Bienvenue chez Kafka
Comment un sujet intéressant peut-il devenir aussi absurde ?
À mes yeux, cette question s’applique bien au problème du cobalt qui commence à agiter notre profession. Au départ, tout le monde pouvait vouloir se mobiliser contre un matériau décrit comme cancérogène, mutagène et toxique pour la reproduction. Mais lorsque la bureaucratie se dispense de toute concertation pertinente, que le hasard s’en mêle et que le désintérêt se propage au-delà des frontières, on arrive très vite à une situation qui démobilise.
Transformer une intention louable en une mauvaise application m’irrite et me déçoit.
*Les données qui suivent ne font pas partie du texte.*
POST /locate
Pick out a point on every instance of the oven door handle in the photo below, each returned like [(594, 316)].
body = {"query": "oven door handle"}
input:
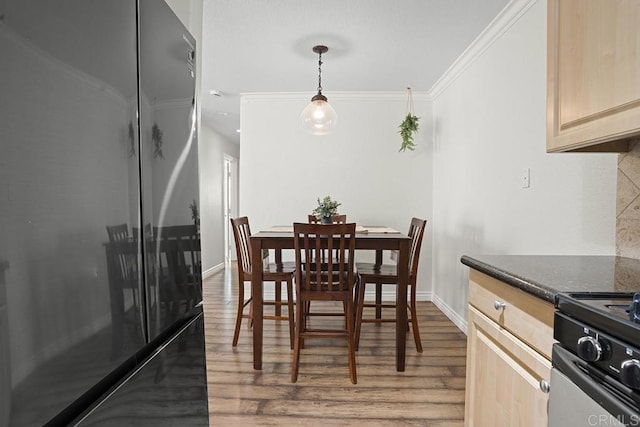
[(569, 364)]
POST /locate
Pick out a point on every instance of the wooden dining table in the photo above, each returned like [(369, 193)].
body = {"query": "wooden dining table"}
[(375, 238)]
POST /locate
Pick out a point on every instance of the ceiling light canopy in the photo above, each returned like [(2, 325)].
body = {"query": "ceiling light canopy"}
[(319, 117)]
Laissez-moi vous dire pourquoi en trois points.
Premier point : l’idée reçue et la réalité.
À tous ceux qui disent que continuer à utiliser du cobalt en odontologie est un risque en s’appuyant si facilement sur le règlement REACH et la classification CLP, une clarification s’impose !
Tout d'abord, pourquoi les différentes études menées in vivo concernant l’utilisation du cobalt sous différentes formes dans notre pratique quotidienne montrent son absence de nocivité pour nos patients et ce, depuis plusieurs dizaines d’années ?
De plus, dans l’évaluation propre qui est faite du cobalt, il importe également de savoir lire les chiffres qui accompagnent les mots : cancérogène 1B, toxique pour la reproduction 1B et mutagène 2. 1B, cela signifie “danger présumé“ et 2 définit un “danger suspecté” et non une utilisation interdite.
Ainsi, s’il est important de garantir l’innocuité des produits pour la santé humaine et l’environnement, nous pouvons cependant déplorer que notre profession n’ait pas été associée aux réflexions européennes qui ont présidé à la modification du règlement REACH. La légèreté d’analyse a rencontré la lourdeur administrative et ça ne donne jamais des mariages heureux !!
Deuxième point : lorsque les calendriers se télescopent… et que nous devons nous débrouiller.
Il faut savoir qu’un règlement européen est une décision qui s’impose à tous les pays sans possibilité d’amendement à la différence d’une directive européenne qui peut être modulée. Lorsque les textes du règlement REACH sont publiés, le hasard veut qu’à la même période le gouvernement lance et impose le “100% santé”. Et c’est là que les règles européennes viennent percuter la loi française. En effet, certaines prothèses, qui ont un reste à charge modéré pour nos patients, peuvent comporter du cobalt. Par ailleurs, de nombreux soins pratiqués en orthodontie nécessitent, eux aussi, du cobalt. Alors comment faire ? Comment faire puisqu’il n’existe pas de solutions alternatives d’un point de vue fonctionnel, technique et économique de ces dispositifs médicaux comportant du cobalt sans priver l’accès aux soins à des millions de personnes ? Comment arbitrer entre ces deux décisions aux intentions si contradictoires ?
Troisième point : lorsqu’on nous offre du silence… et du silence pour seule réponse.
Vous imaginez bien que des associations membres de l’ADF ont posé ces questions au ministère dès 2019 mais ont été désagréablement surpris de demeurer sans réponse face à un tel enjeu. N’admettant pas ce statu quo, et dans l’objectif d’accompagner et de défendre la profession, l’ADF a réuni en 2021 l’ensemble des acteurs de la filière dentaire pour que nos politiques dialoguent et construisent avec nous des solutions intelligentes et intelligibles.
Ce silence tricolore existe aussi en Europe. En effet, nous pensions que l’inquiétude de notre profession de santé allait avoir un écho chez nos confrères européens. Nous nous sommes bien leurrés. Est-ce une désinvolture, une méconnaissance ou un choix délibéré ?
Je ne saurais pas répondre avec certitude mais je me confronte à cette apathie lorsque je viens et reviens aborder sans cesse cette question à Bruxelles.
Alors, nous pourrions nous décourager ?! Pas du tout !! Nous sommes face à un vrai problème pour lequel nous devrons trouver de vraies réponses. Il nous faut obtenir du ministère qu’il ne pense pas comme une autruche qui enfouirait sa tête dans le sable. Monsieur le ministre, Monsieur François Braun, cher confrère, nous avons des idées et vous aussi. Partageons-les, confrontons-les et coconstruisons un chemin vertueux pour nos patients et pour nos équipes.